FA: Duncan Brown & Ray Spencer, 23 Apr 2017

Trad 500m, 10
Cave Wall
15 Liz LH Variant Finish
  1. 35m - Up Liz for 35m to small ledge on left.

  2. 10m - Up weakness on left, then up & right to short, steep corner.

FA: G. Evans & A. Hall (alt), 2006

Trad 45m, 2
24 Hot Girl Summer

Up Jacob, then onto the slab and straight up past two bolts to a reachy crux and lower-off.

FA: Dave Cook & Carl Godfrey, Dec 2021

Mixed trad 30m, 2
South Buttress Possum area
23 The Valerie Plame Affair

The bolts just to the left of Cakes and Ale. Shares anchors with Cakes and Ale.

FA: Justin Ryan, 2006

Sport 20m, 5
South Buttress Peter Pan Area
21 A Wedding and a Baby in February

Start just inside the entrance to Square Gully on the left (North) side. Up the very-open book corner past 4 bolts, staying out of the darker rock of Jack of Diamonds. Pull over onto easier ground and up right to belay as for Peter Pan. Gear required above the fourth bolt. 30m rap into gully from a flat-topped boulder near the head of the gully.

FA: Jamie Valdivia, 2010

Mixed trad 35m, 4
21 Hold your tongue

Start as for Modern Times, at the edge of the boulder above the belay. Clip the first bolt on Modern Times. Step left past a second bolt, then up the vague open-book corner past some gear. Up the blunt arete past another bolt then more easily to the top.

FA: Oliver Story & Damian Javanovic, 2010

Mixed trad 15m, 3
21 Modern Times direct finish

Up wall past four bolts as for Modern Times to overlap / roof. Clip a bolt on the lip then blast up the headwall on jugs. Double rings to belay and rap.

FA: Damian Javanovic, 2010

Sport 15m, 5
South Buttress Integral face
24 Don't You Know I'm Loco

Start just inside the entrance to Square Gully on the right-hand side. Up the vertical face for five metres. A hard move to pull over onto the slab, up the slab then vertical wall with sloping ramp. A tricky move to exit the face onto the top of the slab above. Head left up the slab to finish at the same anchor as African Walking Tree. 30m rap to ground.

FA: Jamie Valdivia, 2010

Sport 35m, 10
25 Equanimity

A fine addition between No Beans and Roy's Crack. Sustained desperation. Bring your best rubber and lots of draws. There is an anchor station at the top. Double ropes are required for rap.

FA: Jamie Valdivia, 2011

Sport 50m, 16
23 The Naked Chef

A derivative route cooked up by Jamie and Oliver that combines a direct start to A Little Dab'll Do Ya with a continuation up the headwall to the right of Integral (six bolts plus gear).

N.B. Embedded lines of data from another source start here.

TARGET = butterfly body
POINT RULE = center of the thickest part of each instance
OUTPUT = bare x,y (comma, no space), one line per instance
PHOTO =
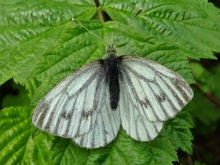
112,71
92,103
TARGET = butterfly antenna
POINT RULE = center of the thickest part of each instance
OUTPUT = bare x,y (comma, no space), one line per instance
80,24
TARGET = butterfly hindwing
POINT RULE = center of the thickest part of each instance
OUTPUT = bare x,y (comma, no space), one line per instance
106,126
159,93
134,120
70,108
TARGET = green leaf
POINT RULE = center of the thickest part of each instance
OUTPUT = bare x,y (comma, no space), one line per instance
18,98
122,151
16,143
193,27
125,150
31,28
178,131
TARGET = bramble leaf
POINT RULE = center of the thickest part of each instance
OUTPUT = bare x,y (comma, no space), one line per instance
16,143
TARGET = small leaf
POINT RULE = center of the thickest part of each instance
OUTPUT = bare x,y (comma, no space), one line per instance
178,131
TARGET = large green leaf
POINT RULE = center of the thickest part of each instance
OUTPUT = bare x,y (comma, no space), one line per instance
192,26
40,45
16,143
125,150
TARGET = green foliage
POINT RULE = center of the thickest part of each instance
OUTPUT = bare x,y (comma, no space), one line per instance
40,45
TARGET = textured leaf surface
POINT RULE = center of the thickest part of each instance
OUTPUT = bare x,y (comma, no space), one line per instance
173,22
178,131
16,143
40,45
126,151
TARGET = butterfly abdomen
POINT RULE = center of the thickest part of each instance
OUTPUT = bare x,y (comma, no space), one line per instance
111,68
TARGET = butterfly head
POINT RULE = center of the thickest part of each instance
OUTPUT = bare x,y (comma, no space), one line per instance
111,50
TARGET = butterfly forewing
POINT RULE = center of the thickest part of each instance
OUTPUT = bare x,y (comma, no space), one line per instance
159,93
69,109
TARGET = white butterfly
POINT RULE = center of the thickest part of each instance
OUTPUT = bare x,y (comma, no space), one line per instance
90,105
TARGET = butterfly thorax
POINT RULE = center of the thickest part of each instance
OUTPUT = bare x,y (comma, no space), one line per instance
110,64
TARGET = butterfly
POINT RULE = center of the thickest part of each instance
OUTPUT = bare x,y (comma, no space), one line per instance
91,104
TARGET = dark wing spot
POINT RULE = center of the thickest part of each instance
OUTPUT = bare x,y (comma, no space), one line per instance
66,115
145,103
161,97
86,114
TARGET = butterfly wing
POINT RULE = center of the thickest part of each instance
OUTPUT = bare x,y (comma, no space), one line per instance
158,92
106,126
70,108
135,123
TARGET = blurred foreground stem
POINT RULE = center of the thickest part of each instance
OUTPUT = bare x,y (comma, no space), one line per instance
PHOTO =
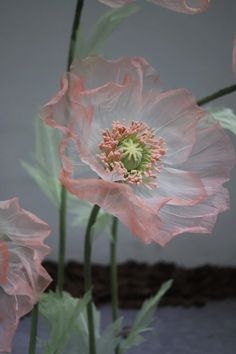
88,276
63,195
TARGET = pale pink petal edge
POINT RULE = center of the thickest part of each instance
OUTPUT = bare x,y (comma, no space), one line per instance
183,6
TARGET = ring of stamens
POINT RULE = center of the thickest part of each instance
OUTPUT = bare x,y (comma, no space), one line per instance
132,152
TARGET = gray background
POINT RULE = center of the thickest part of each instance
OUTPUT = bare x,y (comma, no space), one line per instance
188,51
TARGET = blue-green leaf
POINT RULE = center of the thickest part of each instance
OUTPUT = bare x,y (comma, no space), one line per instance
103,29
144,318
64,317
224,116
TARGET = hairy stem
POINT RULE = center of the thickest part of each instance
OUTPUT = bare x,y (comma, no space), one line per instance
218,94
113,273
33,330
88,276
62,208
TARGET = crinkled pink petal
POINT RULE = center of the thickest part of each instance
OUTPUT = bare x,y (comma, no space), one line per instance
8,321
181,187
115,4
234,56
23,235
119,200
94,79
199,218
212,157
191,7
59,112
174,116
193,167
4,261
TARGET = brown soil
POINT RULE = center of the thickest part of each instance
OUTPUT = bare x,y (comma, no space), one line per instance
139,281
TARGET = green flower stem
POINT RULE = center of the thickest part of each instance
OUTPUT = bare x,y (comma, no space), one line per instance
62,240
33,331
74,33
62,208
113,270
88,276
114,283
218,94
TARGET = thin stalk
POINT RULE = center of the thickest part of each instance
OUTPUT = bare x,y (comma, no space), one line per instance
113,265
215,95
33,330
62,240
88,276
113,274
63,200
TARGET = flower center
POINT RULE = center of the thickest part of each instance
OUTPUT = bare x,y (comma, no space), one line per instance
132,152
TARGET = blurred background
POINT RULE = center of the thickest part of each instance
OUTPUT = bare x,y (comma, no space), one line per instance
194,52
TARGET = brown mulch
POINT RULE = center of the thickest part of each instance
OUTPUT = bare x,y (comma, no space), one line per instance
139,281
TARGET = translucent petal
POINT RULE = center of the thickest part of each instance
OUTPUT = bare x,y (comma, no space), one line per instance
185,6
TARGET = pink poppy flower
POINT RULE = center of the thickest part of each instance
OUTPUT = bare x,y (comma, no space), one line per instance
22,277
140,154
184,6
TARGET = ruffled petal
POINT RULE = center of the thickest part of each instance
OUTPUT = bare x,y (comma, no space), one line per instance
174,116
184,6
181,187
199,218
95,72
115,4
8,321
22,233
119,200
4,261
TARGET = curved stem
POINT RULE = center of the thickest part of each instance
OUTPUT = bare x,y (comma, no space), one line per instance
62,208
114,283
33,330
88,276
62,240
215,95
74,32
114,278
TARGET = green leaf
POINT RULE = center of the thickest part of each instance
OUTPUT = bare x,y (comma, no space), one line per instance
66,320
103,29
224,116
144,318
64,316
46,171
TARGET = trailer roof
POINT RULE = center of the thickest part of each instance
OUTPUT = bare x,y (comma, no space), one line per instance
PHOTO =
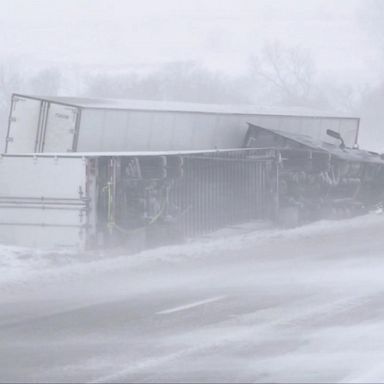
175,106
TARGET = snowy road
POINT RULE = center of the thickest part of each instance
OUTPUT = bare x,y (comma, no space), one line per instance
305,305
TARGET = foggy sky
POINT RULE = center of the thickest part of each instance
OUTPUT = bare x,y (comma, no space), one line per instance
221,35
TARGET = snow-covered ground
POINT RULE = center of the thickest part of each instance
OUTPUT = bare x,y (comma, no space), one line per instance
301,305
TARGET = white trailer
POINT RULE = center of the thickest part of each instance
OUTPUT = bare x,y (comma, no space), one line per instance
63,124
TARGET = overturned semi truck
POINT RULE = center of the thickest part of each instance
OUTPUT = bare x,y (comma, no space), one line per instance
90,173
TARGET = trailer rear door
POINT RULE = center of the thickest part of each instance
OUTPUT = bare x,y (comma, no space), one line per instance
42,201
61,128
23,126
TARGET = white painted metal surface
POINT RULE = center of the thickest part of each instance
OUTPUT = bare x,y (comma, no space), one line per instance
113,125
23,125
42,201
60,131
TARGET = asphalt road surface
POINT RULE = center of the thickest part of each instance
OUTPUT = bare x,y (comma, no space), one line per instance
306,305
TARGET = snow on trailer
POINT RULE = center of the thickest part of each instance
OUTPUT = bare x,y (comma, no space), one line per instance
66,124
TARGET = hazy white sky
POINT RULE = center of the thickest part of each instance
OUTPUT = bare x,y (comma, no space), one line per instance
221,34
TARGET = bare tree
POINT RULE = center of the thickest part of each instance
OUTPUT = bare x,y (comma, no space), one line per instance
287,73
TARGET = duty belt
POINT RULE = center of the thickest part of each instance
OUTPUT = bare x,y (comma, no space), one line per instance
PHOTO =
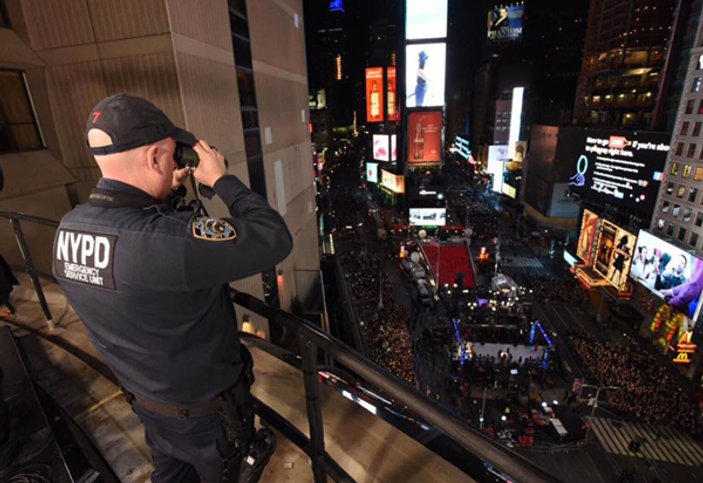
170,410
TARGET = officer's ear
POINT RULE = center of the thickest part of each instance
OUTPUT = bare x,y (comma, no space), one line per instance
152,158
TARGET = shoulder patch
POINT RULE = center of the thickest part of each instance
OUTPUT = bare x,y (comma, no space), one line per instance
213,229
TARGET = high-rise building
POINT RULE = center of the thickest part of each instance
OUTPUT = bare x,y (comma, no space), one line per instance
629,62
679,209
216,71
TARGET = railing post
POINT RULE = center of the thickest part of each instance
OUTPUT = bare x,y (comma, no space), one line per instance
27,256
312,399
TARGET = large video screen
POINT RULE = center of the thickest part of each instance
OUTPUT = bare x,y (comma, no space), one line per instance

Start 2m right of Integral. Up past a bolt to join ALDDY at the gear placements right of Integral. Follow ALDDY past another bolt and up the slab above. Follow the line of least resistance and most gear to the right and then back left to the first bolt on the headwall. Up past three more bolts.

First ascent done with supplementary gear in Integral to make it to the headwall - another bolt now removes the need for this.

The headwall can also be climbed independently by starting from the base of Dangermouse and traversing left to the line of bolts.

FA: Oliver Story & Jamie Valdivia, 2011

Mixed trad 45m, 7
The Practice Boulder
28 Liquidation

Batman start. Excellent moves on an overhanging dyke of smooth granite on mostly big holds. 27 or 28.

Set: Justin Ryan, 2006

FFA: Justin Ryan, 17 Jan 2015

Sport 11m, 4
28 Liquidation

Batman start. Excellent moves on an overhanging dyke of smooth granite on mostly big holds. 27 or 28.